Family Portraits with the Contax II - Photography by Tim Irving
Family Portraits with the Contax II - Tim Irving
In the old (36 exposures), days you had to work fast. The bride, the groom and the guests would need to be shepherded to various areas and poses adjusted. You had to straighten ties, pin dresses, and, I used to carry white lead weights to keep the wedding dress from blowing in the wind. All of this was done with military precision, then it was off to the next wedding. The photographer, like the vicar, was part of the wedding, but just a brief part.
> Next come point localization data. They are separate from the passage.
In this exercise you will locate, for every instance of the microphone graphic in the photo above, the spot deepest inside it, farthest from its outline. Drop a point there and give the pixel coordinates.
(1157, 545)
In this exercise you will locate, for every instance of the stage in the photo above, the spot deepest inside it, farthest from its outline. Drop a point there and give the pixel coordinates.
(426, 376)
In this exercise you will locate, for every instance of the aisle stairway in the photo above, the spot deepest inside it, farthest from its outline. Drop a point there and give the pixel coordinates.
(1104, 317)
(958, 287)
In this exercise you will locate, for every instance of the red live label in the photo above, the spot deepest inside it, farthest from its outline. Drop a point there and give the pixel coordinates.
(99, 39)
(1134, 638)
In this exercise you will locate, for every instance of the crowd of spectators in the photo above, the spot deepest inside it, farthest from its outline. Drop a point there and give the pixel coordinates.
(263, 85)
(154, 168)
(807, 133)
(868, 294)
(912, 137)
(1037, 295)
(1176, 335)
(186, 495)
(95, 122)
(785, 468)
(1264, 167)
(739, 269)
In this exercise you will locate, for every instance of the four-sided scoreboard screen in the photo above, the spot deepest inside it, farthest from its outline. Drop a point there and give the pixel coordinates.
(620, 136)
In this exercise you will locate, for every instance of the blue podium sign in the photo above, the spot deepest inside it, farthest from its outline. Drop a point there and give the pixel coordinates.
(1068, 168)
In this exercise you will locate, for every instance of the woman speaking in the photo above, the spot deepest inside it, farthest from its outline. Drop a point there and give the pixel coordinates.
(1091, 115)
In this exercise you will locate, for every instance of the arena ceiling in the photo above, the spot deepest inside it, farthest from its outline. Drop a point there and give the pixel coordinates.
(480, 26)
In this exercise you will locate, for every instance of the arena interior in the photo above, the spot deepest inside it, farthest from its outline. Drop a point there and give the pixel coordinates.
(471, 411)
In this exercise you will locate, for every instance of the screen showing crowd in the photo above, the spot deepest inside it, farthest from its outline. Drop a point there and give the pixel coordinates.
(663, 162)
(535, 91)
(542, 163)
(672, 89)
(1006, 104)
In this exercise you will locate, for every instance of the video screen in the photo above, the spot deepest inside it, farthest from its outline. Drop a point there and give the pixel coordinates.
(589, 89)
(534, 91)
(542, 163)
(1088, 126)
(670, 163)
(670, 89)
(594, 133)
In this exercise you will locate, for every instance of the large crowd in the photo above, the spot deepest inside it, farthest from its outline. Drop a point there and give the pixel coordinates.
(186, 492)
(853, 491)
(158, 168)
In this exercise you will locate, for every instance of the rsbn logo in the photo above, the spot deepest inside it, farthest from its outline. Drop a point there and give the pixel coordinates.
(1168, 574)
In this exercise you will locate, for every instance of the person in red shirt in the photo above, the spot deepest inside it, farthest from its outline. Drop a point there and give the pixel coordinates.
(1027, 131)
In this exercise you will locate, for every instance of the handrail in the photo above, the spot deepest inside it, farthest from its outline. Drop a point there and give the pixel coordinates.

Using a digital camera everything is more relaxed for the photographer. I could carry on shooting until the last waltz if need be. I've never considered this before but the photographer could end up stealing the show. While directing events and taking the photographs, I became aware that I was in danger of becoming the central character. So with this in mind I concentrated on getting the essential photos, but resisted the urge to  do more. When the important photos were done using digital, I drifted into the crowd with the film camera.


  1. I absolutely love the b&w photograph. Beautiful!

  2. Both photos are lovely, but yes the black & white is something extraordinary. It's all there.

  3. Nice B&W Tim, very 1960's. The wedding game hasn't changed that much has it.

  4. That black and white is gorgeous.

    I wish you had been around to take my wedding photographs back in the mid-80s. The photographer that we had, well, let's just say I have no good photographs of my wedding day. Had it not been for my BIL shooting some film on the side, I wouldn't have any at all. I didn't want anything fancy, just a few nice photos to remember my special day by.